Experimental pragmatics

↵ Back to class homepage

Throughout this class so far, the method we've been using to analyze pragmatics has mostly been introspection: we think about what various utterances might mean and we think about what we might say in various situations, and we use those ideas to support or criticize theories of pragmatics. (This approach is sometimes derisively called "armchair linguistics", because you can do it while relaxing in an armchair.) Another method we've used is observation: noticing interesting examples in the real world and thinking about how they support or challenge pragmatic theories.

In recent decades, though, there has been an increasing interest in doing controlled empirical experiments to study pragmatics.

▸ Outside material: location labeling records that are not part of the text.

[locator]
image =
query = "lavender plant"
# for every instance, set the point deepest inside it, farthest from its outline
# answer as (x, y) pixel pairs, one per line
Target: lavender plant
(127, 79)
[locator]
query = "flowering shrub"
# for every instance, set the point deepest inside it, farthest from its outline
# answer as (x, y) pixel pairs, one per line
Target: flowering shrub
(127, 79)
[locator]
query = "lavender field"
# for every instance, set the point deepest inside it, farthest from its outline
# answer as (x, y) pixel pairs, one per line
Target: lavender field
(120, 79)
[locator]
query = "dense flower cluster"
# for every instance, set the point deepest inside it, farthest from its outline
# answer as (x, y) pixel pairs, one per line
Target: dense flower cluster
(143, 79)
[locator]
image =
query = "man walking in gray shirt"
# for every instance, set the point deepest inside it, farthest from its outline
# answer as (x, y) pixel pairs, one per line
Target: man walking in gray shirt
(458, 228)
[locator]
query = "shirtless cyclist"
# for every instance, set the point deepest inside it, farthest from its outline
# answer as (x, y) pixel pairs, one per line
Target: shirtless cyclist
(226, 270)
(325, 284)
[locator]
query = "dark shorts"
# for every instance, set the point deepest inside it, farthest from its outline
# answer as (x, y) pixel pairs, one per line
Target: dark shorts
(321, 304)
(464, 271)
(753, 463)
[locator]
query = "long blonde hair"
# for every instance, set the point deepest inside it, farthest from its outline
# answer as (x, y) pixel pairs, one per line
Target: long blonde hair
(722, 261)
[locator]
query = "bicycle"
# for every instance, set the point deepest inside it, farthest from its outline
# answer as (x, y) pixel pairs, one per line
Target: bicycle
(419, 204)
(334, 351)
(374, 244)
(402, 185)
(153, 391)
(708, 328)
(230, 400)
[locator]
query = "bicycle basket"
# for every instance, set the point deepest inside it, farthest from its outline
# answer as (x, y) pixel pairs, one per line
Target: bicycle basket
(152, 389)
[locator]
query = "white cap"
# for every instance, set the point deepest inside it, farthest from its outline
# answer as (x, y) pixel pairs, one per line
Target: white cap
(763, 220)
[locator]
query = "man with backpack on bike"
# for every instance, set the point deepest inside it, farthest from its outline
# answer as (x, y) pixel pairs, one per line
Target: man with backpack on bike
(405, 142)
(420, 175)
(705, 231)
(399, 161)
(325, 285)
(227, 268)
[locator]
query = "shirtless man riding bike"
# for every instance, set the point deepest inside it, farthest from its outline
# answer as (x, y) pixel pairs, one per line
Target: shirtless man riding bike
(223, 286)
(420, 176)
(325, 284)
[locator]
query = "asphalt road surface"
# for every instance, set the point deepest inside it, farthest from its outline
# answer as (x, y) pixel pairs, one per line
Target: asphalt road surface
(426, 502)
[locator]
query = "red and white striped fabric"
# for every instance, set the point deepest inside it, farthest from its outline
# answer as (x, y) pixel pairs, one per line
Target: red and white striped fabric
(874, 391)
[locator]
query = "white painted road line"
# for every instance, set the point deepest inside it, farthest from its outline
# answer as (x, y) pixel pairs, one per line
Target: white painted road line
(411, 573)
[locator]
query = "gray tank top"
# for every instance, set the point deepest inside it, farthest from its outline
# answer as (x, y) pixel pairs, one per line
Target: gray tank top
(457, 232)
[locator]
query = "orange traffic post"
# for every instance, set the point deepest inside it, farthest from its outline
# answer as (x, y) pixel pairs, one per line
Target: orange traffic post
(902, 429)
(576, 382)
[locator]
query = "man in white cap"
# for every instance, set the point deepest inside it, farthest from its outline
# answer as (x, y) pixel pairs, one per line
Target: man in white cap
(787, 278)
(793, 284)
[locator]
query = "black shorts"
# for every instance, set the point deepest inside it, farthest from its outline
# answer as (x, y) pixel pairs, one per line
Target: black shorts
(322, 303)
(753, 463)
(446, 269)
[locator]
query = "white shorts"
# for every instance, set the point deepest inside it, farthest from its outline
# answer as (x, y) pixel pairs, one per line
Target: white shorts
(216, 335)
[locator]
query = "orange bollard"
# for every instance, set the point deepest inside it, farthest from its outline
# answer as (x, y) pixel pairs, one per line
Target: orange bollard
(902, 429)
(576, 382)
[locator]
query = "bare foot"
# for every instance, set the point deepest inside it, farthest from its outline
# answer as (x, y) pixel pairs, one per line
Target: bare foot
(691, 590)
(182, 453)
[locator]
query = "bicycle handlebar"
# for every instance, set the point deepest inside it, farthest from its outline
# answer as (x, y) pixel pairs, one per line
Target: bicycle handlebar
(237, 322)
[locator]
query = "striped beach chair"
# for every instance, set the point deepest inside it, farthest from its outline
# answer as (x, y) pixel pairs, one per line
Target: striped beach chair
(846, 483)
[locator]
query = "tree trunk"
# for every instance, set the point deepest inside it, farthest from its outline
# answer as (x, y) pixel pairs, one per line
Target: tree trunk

Hence a new field of study, experimental pragmatics, in which researchers use the methods and techniques of experimental psychology to figure out how pragmatics works and to try to solve questions and problems that so far have not been solved through traditional methods of introspection and observation. "Experimental pragmatics" started to be recognized as a field in the early 2000s, and really exploded into a major area of research in the 2010s and onward; for example, in 2021 the XPrag research network organized a symposium commemorating "20 years of experimental pragmatics".

(Note that here I'm using the term "experiment" to mean collecting data from lots of people in a controlled survey or test. It's different from "observation" because it involves the researcher setting up different conditions—e.g. seeing how people interpret a certain sentence in different contexts—whereas observation depends on just finding things as-is in the real world. And I'm also treating it as different from "introspection" because it involves the collection of observable data from other people, rather than the collection of the researcher's own intuitions. Technically, from a philosophy-of-science perspective, introspection might also be an "experiment", but that's not the sense in which I'm using the term here. Practically speaking, and at risk of oversimplifying a bit, "experiments" usually involve computers or at least paper-pencil surveys.)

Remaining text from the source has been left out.